UAV's Rotor Micro-Doppler Feature Extraction Using Integrated Sensing and Communication Signal: Algorithm Design and Testbed Evaluation

TL;DR

This paper introduces a novel method for extracting UAV rotor micro-Doppler features using integrated sensing and communication signals, with algorithms and testbed validation demonstrating improved accuracy and feature integrity in urban environments.

Contribution

It proposes a new frame structure and algorithms for UAV micro-Doppler extraction within ISAC systems, addressing complex environments and interference challenges.

Findings

Successfully extracted rotor micro-Doppler signals in urban tests

Achieved 60% improvement in feature integrity over existing algorithms

Captured eight rotor rotations within 0.1 seconds in real-world scenarios

Abstract

With the rapid application of unmanned aerial vehicles (UAVs) in urban areas, the identification and tracking of hovering UAVs have become critical challenges, significantly impacting the safety of aircraft take-off and landing operations.
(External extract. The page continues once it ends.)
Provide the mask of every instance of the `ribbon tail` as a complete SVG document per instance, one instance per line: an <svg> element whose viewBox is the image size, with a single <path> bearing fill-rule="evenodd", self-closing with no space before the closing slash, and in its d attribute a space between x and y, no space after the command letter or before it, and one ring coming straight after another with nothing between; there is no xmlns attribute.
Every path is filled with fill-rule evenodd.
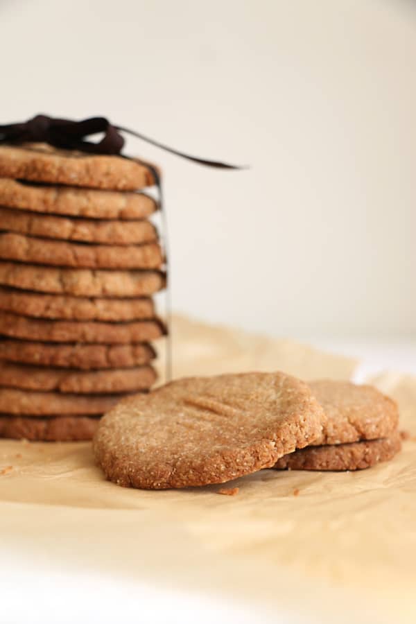
<svg viewBox="0 0 416 624"><path fill-rule="evenodd" d="M187 160L191 160L192 162L196 162L198 164L205 165L208 167L214 167L217 169L246 169L248 167L246 166L239 166L238 165L232 165L229 164L226 162L220 162L216 160L207 160L205 158L198 158L196 156L191 156L189 154L184 154L183 152L180 152L177 150L173 149L173 148L168 147L166 145L164 145L162 143L159 143L157 141L155 141L153 139L149 139L148 137L145 137L144 135L141 135L139 132L135 132L135 130L130 130L128 128L122 128L119 125L116 127L116 130L120 130L122 132L127 132L128 135L131 135L133 137L136 137L137 139L140 139L141 141L145 141L146 143L149 143L150 145L154 145L155 147L160 148L162 150L164 150L165 152L170 152L171 154L175 154L175 156L180 156L181 158L185 158Z"/></svg>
As a promising technology for 6G mobile systems, integrated sensing and communication (ISAC) can be used to detect high-mobility UAVs with a low deployment cost. The micro-Doppler signals from UAV rotors can be leveraged to address the detection of low-mobility and hovering UAVs using ISAC signals. However, determining whether the frame structure of the ISAC system can be used to identify UAVs, and how to accurately capture the weak rotor micro-Doppler signals of UAVs in complex environments, remain two challenging problems. This paper first proposes a novel frame structure for UAV micro-Doppler extraction and the representation of UAV micro-Doppler signals within the channel state information (CSI). Furthermore, to address complex environments and the interference caused by UAV body vibrations, the rotor micro-Doppler null space pursuit (rmD-NSP) algorithm and the feature extraction algorithm synchroextracting transform (SET) are designed to effectively separate UAV's rotor micro-Doppler signals and enhance their features in the spectrogram. Finally, both simulation and hardware testbed demonstrate that the proposed rmD-NSP algorithm enables the ISAC base station (BS) to accurately and completely extract UAV's rotor micro-Doppler signals. Within a 0.1s observation period, ISAC BS successfully captures eight rotations of the DJI M300 RTK UAV's rotor in urban environments. Compared to the existing AM-FM NSP and NSP signal decomposition algorithms, the integrity of the rotor micro-Doppler features is improved by 60%.